Gangji腊味煲仔饭 (Majiuqiao Branch)
其他美食 · ⭐ 3.6
Units 1103–1104, Building 11, Zone II, Tongguan Residential Area, Zhongxin 1st Road
Dragon Mate tips
If you are traveling in China to visit Beijing, Dragon Mate users do not strongly recommend this restaurant. If you enjoy exploring, you can still try it and see what you find. This restaurant is located at Units 1103–1104, Building 11, Zone II, Tongguan Residential Area, Zhongxin 1st Road. It is a 其他美食 place, and the flavors are varies by dish (start with the signature dishes). Dragon Mate recommends you try: Double Delicacy Claypot Rice, Beef and Potato Clay Pot Rice, Preserved Meat Trio Baozi Rice Bowl.
If you do not eat pork, make sure to use Dragon Mate voice to clearly tell the staff “no pork” before ordering.
Restaurant guide
- City: Beijing
- Category: 其他美食
- Rating: 3.6
- Address: Units 1103–1104, Building 11, Zone II, Tongguan Residential Area, Zhongxin 1st Road
- Popular dishes: Double Delicacy Claypot Rice, Beef and Potato Clay Pot Rice, Preserved Meat Trio Baozi Rice Bowl, Cured Sausage Egg Baozi Rice
China trip · China travel
Traveling in China? For your China trip and China travel needs—finding great food, discovering beautiful sights, ordering dishes, and communicating—Dragon Mate can handle it all. Dragon Mate is the most useful assistant for traveling in China.

Dishes
Double Delicacy Claypot RiceDouble-portion clay pot rice with preserved pork and sausage, cooked in a clay pot to form crispy rice crust at the bottom. The fats from the preserved meats infuse into the rice, enhancing its flavor.
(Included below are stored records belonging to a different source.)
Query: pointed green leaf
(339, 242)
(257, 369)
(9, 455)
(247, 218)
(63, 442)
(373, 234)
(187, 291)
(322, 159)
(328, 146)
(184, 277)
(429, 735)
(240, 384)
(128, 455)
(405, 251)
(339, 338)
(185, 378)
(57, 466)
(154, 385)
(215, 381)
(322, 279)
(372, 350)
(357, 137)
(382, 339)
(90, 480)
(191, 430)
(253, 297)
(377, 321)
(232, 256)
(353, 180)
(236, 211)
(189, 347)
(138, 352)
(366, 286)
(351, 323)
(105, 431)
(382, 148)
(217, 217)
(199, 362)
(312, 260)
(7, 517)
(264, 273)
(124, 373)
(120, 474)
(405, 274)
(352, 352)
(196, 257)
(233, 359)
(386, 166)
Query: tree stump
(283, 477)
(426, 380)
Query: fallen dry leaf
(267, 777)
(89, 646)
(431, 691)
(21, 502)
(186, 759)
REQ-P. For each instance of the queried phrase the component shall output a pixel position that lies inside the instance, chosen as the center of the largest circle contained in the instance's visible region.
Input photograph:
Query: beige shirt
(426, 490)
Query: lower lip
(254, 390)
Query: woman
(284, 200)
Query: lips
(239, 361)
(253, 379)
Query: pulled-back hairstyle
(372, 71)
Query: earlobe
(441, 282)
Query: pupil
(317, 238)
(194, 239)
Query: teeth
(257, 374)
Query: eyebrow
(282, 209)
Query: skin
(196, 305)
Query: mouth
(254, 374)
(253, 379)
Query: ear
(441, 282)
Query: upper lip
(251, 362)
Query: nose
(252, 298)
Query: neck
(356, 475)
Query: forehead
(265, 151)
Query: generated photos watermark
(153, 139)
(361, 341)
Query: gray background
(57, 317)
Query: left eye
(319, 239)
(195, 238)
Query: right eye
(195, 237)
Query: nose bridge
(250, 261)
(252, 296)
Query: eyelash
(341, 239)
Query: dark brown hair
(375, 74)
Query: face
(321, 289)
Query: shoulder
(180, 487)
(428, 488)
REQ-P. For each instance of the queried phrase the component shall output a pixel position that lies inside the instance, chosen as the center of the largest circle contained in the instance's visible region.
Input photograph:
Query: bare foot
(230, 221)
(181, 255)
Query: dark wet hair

Beef and Potato Clay Pot RiceBeef and potato claypot rice features rice cooked with tender beef and diced potatoes, slowly simmered to blend flavors. The rice absorbs the rich meat juices and potato aroma for a hearty taste.
Preserved Meat Trio Baozi Rice BowlBak Kut Teh rice with rice as base, adding腊肠,腊肉, and腊鸭. Slow-cooked in a clay pot to infuse flavors into the rice.
Cured Sausage Egg Baozi RiceChar siu egg bao rice is based on rice, with slices of char siu and eggs, slow-cooked in a clay pot. A crispy rice crust forms at the bottom, while the char siu and egg blend together, creating rich aroma.